Two Business Challenges Facing Metrobus
In the past 17 years, Metrobus has faced dual challenges: increased competition and increased roadway congestion.
A past post discussed the role of the 1997 Blue Ribbon Mobility Panel in resetting the regional role and funding structure for Metrobus. In the decade-plus since then, several trends have emerged: Local operators are rolling out more and more bus service, and buses are getting slower.
While Metrobus has added service through its Better Bus initiative, over the long term service has not kept up with the rate of increase of local bus operators in the region, such as Ride On, and Fairfax Connector. This is due in part to the growth of partner bus services, but also the occasional transfer of routes (PDF) from Metrobus to local operators.
Perhaps of more concern, systemwide average bus speeds have tumbled over the past 15 years, with Metrobus losing about 1 mile per hour over the past 15 years, and local operators losing about three. Increased traffic congestion on transit-intensive streets is the most likely culprit, as demonstrated by buses which can barely top walking speed in the downtown core and elsewhere.
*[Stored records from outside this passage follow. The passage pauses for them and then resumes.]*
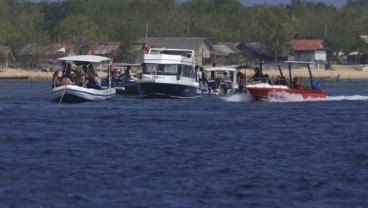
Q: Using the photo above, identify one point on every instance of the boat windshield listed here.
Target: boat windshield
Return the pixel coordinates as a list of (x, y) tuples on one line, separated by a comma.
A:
[(168, 69)]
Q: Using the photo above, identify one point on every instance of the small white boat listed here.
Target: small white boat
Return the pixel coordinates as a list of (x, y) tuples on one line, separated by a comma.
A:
[(168, 73), (73, 93)]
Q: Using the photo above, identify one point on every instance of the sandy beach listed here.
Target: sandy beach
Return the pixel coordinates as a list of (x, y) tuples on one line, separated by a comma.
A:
[(337, 71)]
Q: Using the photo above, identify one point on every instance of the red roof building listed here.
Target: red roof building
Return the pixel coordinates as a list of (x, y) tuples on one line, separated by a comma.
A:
[(310, 49)]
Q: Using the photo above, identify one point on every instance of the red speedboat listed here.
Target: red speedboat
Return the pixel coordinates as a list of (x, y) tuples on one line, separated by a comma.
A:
[(261, 89)]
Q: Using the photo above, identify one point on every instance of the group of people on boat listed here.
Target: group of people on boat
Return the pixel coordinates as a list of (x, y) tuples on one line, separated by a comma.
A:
[(223, 81), (84, 76)]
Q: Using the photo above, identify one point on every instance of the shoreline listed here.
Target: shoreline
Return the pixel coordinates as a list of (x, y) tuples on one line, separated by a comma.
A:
[(341, 72)]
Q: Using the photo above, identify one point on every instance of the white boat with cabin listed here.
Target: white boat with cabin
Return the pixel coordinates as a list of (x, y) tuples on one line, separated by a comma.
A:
[(168, 73)]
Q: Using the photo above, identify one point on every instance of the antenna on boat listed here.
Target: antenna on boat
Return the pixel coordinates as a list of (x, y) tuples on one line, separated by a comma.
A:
[(146, 48)]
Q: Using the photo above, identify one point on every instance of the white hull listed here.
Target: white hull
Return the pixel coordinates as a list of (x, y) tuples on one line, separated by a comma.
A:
[(75, 93)]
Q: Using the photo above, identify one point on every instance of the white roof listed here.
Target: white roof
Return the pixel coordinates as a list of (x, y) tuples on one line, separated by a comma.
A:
[(221, 68), (85, 58)]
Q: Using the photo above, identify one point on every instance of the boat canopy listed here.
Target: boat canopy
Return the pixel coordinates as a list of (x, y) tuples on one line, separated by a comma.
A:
[(86, 58)]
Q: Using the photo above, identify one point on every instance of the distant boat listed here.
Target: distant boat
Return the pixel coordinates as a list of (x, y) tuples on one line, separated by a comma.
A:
[(168, 73), (260, 89), (229, 86), (73, 93), (123, 82)]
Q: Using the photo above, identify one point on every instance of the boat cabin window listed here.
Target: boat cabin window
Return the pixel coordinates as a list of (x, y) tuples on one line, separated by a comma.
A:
[(169, 69)]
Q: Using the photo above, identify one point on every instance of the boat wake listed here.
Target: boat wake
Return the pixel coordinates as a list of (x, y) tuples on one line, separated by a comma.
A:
[(343, 97), (246, 97), (280, 97)]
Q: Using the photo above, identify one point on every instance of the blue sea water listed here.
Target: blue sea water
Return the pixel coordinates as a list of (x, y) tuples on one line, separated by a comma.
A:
[(207, 152)]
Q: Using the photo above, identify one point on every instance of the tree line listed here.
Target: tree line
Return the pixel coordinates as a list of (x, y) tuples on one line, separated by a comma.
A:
[(83, 22)]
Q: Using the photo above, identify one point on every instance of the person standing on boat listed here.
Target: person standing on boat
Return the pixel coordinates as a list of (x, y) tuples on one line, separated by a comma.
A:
[(267, 80), (127, 74), (225, 82), (240, 79), (257, 75), (67, 75), (297, 84), (205, 80), (280, 80), (56, 80)]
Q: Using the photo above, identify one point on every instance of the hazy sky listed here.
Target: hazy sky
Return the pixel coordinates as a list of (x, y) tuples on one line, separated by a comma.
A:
[(337, 3)]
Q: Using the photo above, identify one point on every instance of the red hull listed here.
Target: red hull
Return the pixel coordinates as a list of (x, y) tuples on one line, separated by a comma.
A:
[(261, 93)]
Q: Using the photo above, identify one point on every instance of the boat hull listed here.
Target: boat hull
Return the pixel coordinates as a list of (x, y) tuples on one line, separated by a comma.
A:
[(265, 91), (167, 90), (75, 94), (125, 88)]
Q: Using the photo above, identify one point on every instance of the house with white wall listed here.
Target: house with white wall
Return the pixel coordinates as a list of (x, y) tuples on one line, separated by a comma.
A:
[(314, 50)]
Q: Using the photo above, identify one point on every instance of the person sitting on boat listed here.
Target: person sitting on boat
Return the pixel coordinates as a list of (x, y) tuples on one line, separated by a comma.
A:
[(225, 82), (67, 75), (93, 80), (56, 80), (280, 80), (297, 84), (266, 79), (257, 75)]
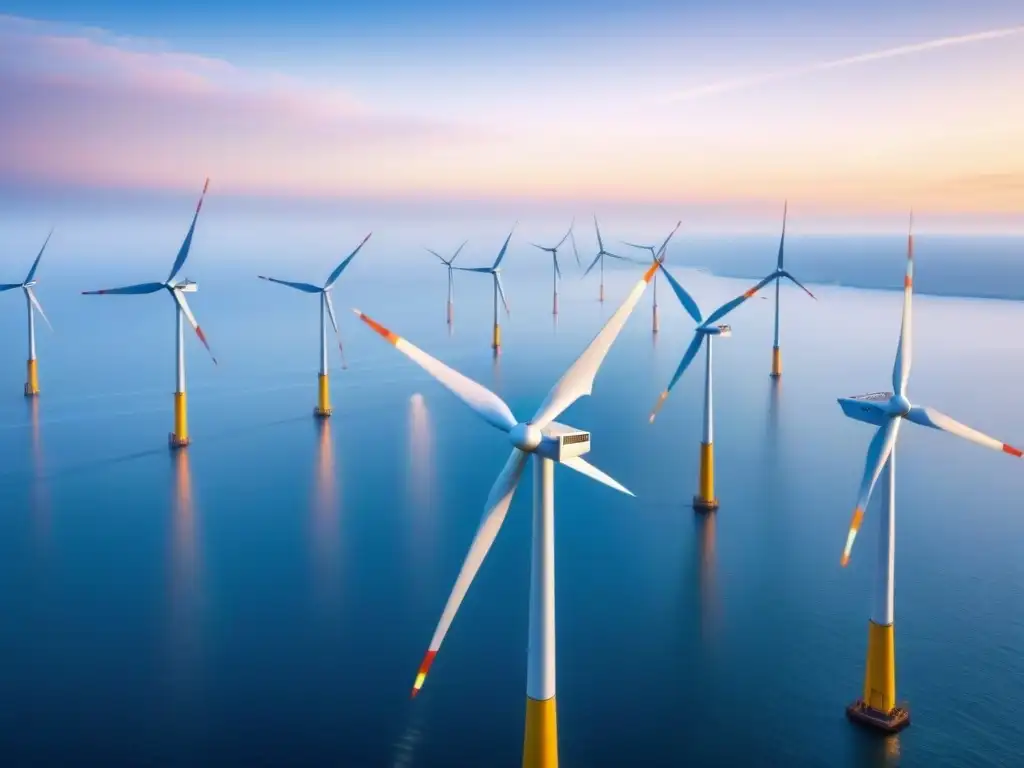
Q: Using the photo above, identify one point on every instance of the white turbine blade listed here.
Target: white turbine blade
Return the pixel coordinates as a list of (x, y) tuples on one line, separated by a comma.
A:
[(904, 350), (334, 322), (484, 402), (494, 515), (878, 453), (584, 467), (39, 307), (929, 417), (579, 380), (180, 299)]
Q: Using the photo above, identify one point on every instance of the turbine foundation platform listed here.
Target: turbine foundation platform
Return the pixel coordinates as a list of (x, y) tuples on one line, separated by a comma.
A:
[(891, 722)]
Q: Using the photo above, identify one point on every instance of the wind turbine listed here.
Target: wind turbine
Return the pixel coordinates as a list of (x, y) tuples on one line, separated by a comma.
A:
[(549, 442), (887, 411), (601, 253), (776, 355), (556, 273), (706, 331), (323, 409), (448, 263), (32, 379), (653, 312), (179, 437), (496, 276)]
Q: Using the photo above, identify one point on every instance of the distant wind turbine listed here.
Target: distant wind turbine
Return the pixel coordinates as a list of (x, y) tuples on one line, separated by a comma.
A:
[(323, 409), (706, 331), (179, 437), (887, 411), (448, 263), (777, 275), (32, 378), (549, 442), (495, 272), (601, 253), (556, 273)]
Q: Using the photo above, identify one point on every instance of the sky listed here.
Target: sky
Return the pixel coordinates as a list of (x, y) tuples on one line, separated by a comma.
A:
[(851, 112)]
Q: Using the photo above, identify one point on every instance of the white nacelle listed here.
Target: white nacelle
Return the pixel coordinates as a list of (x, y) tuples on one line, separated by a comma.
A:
[(562, 441)]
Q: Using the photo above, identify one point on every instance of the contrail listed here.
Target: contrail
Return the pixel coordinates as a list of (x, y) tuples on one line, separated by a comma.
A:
[(902, 50)]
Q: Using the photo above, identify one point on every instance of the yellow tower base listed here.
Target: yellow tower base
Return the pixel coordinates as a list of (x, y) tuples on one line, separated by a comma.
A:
[(705, 500), (540, 747), (323, 409), (879, 708), (32, 380), (179, 437)]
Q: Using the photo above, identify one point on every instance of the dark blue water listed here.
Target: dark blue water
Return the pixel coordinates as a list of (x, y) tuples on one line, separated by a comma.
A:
[(266, 596)]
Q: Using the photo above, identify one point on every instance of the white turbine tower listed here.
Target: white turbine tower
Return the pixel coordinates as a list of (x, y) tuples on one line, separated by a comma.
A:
[(548, 441), (323, 409), (177, 290), (33, 305), (448, 263), (887, 411)]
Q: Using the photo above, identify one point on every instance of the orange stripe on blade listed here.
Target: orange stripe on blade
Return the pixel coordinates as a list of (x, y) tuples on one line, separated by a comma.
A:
[(379, 329)]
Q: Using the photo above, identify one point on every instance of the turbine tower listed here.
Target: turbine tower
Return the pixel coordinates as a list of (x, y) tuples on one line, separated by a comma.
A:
[(548, 441), (323, 409), (652, 249), (556, 273), (601, 253), (777, 275), (448, 263), (706, 331), (887, 411), (177, 290), (33, 305), (496, 275)]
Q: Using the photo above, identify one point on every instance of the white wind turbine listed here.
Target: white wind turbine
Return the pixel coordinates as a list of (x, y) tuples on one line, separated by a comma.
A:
[(32, 377), (887, 411), (323, 409), (548, 441), (177, 290)]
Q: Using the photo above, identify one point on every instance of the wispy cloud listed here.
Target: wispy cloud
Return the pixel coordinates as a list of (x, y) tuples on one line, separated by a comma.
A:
[(735, 84)]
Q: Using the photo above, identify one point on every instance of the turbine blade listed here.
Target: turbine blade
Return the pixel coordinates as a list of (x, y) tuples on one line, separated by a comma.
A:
[(186, 245), (141, 288), (781, 242), (495, 511), (904, 349), (39, 307), (501, 292), (35, 264), (586, 468), (180, 299), (304, 287), (684, 298), (579, 380), (929, 417), (798, 283), (688, 355), (484, 402), (878, 453), (501, 254), (730, 305), (334, 322), (341, 267)]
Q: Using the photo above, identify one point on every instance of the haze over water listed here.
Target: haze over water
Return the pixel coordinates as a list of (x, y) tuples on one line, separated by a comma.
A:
[(266, 595)]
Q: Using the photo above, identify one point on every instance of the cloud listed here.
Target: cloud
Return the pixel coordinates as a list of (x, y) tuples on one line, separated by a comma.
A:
[(725, 86), (85, 107)]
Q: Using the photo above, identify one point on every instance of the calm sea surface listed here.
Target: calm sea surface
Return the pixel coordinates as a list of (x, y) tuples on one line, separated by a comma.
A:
[(265, 596)]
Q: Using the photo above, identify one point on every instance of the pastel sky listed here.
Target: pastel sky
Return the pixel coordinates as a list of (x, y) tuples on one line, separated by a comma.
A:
[(861, 108)]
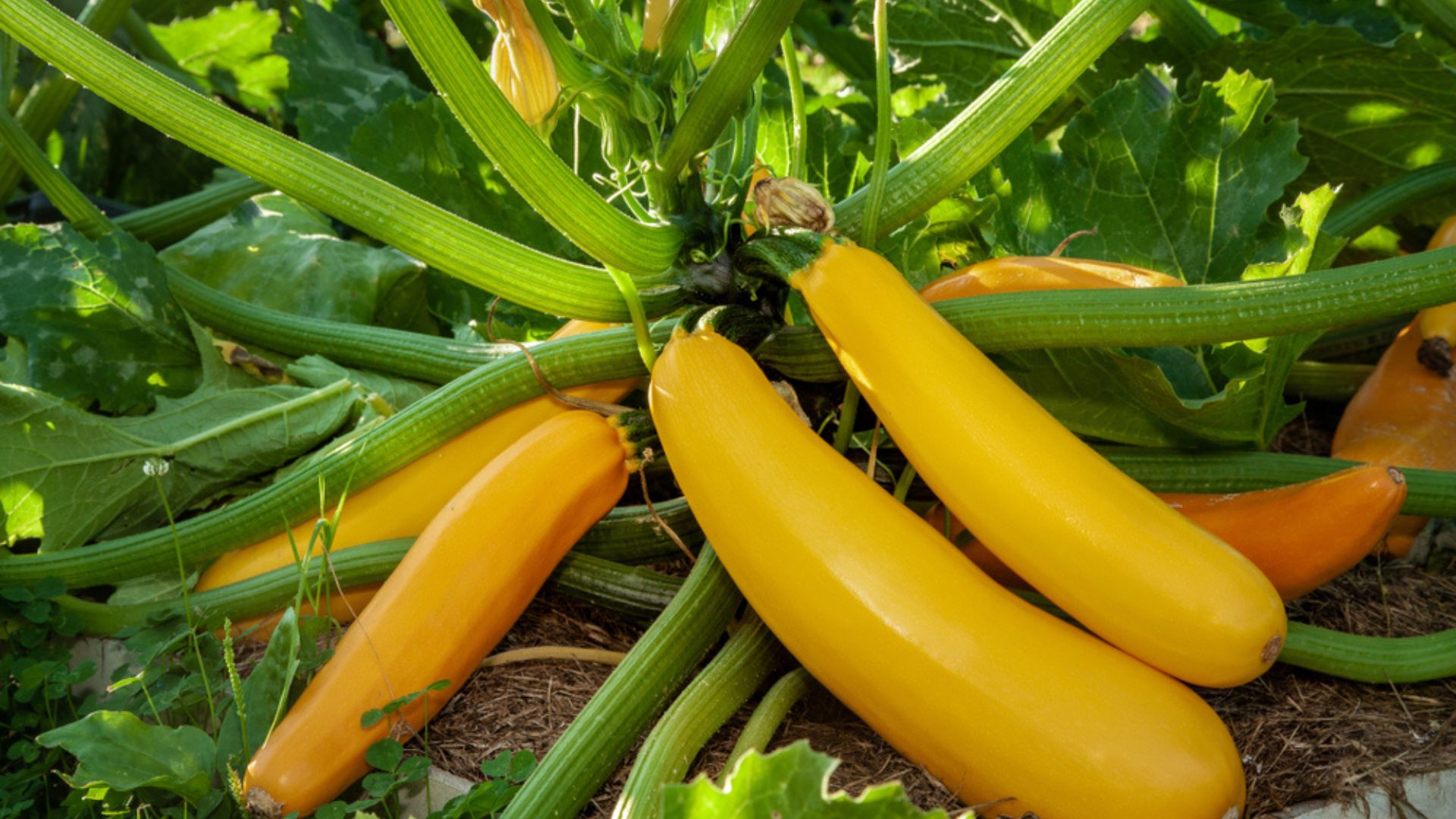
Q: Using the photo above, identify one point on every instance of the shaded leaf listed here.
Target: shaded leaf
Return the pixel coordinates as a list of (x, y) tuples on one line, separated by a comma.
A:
[(791, 781), (1367, 112), (117, 749), (335, 79), (98, 318), (265, 695)]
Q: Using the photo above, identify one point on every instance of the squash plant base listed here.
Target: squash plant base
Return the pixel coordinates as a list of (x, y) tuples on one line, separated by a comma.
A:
[(1310, 738)]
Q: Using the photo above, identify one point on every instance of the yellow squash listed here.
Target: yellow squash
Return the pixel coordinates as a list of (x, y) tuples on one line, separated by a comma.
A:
[(1057, 513), (449, 602), (998, 698), (402, 503)]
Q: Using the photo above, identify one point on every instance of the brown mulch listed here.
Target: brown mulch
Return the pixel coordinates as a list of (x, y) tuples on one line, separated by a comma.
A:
[(1304, 736)]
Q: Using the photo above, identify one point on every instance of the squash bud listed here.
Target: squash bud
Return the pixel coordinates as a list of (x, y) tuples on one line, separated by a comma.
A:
[(789, 203), (520, 63)]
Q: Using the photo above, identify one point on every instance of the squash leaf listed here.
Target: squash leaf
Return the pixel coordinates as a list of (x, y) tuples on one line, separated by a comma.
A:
[(98, 319), (281, 254), (229, 52), (1392, 107), (67, 475), (1177, 187), (791, 781), (117, 749)]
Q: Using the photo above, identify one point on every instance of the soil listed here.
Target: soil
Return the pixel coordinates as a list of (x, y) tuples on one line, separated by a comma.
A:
[(1304, 735)]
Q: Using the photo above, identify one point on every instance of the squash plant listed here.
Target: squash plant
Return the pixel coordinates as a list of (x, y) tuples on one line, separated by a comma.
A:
[(364, 203)]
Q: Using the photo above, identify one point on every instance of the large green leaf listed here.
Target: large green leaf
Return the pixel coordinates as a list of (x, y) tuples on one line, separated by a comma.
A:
[(1367, 112), (791, 781), (1181, 187), (335, 76), (98, 319), (118, 751), (67, 475), (1178, 187), (231, 53), (275, 253)]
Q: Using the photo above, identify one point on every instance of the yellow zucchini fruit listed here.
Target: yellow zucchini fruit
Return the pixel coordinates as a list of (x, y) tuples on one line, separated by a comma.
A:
[(1094, 541), (468, 577), (1014, 275), (998, 698), (403, 502)]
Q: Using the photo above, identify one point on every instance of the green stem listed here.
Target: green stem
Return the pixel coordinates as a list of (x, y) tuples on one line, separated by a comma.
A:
[(388, 213), (714, 695), (1117, 318), (1184, 27), (1429, 491), (53, 93), (1378, 206), (769, 716), (637, 592), (875, 190), (405, 436), (723, 91), (175, 219), (9, 63), (1177, 316), (628, 534), (1326, 382), (638, 689), (683, 20), (592, 27), (73, 205), (639, 327), (965, 145), (146, 44), (525, 159), (1438, 15), (629, 591), (905, 482), (570, 66), (1370, 659), (1365, 338), (797, 108), (411, 354)]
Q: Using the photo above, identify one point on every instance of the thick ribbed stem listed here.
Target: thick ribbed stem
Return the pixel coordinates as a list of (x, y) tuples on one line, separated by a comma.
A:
[(525, 159), (714, 695), (769, 714), (53, 93), (637, 692), (388, 213), (1378, 206), (723, 91), (175, 219), (965, 145)]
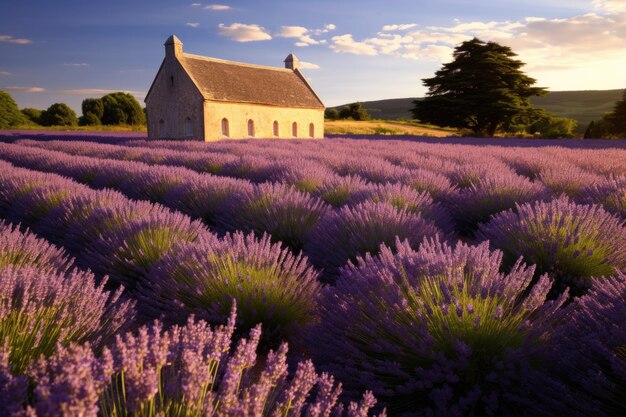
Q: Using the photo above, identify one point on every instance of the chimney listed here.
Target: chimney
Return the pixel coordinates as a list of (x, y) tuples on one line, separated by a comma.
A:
[(291, 62), (173, 47)]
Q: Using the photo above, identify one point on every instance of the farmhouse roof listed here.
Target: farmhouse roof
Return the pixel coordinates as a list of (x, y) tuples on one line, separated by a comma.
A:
[(222, 80)]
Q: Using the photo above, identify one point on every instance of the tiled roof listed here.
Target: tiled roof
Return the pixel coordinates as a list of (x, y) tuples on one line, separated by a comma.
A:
[(246, 83)]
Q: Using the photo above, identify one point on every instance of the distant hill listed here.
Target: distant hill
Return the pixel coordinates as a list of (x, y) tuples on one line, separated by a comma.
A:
[(583, 106)]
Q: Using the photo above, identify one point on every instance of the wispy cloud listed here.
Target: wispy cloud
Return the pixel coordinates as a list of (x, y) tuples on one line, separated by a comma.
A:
[(219, 7), (347, 44), (611, 6), (11, 39), (76, 65), (308, 65), (240, 32), (17, 89), (305, 35), (406, 26)]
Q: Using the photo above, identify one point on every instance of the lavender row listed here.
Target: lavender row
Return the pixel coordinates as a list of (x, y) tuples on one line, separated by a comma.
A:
[(45, 302), (290, 216), (168, 261), (438, 172)]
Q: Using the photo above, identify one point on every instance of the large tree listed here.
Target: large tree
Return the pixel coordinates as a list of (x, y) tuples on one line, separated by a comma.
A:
[(10, 115), (483, 89)]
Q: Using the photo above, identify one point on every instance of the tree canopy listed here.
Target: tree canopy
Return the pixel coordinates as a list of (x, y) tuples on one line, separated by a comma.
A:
[(483, 89), (58, 114), (10, 115)]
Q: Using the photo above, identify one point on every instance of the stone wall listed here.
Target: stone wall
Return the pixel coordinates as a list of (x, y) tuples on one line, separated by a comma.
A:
[(263, 116), (172, 99)]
Other factors eating away at Metrobus’ average speed include increased Metrobus boarding delays at high demand stops.
With slower operating speeds, buses must be added just to maintain the same level of service, reducing transit’s buying power. Over the course of a decade or more, this can add up to millions in excessive operating costs. A future post will talk about some possible solutions to stabilize Metro’s market share and break the cycle of the bus stuck on traffic.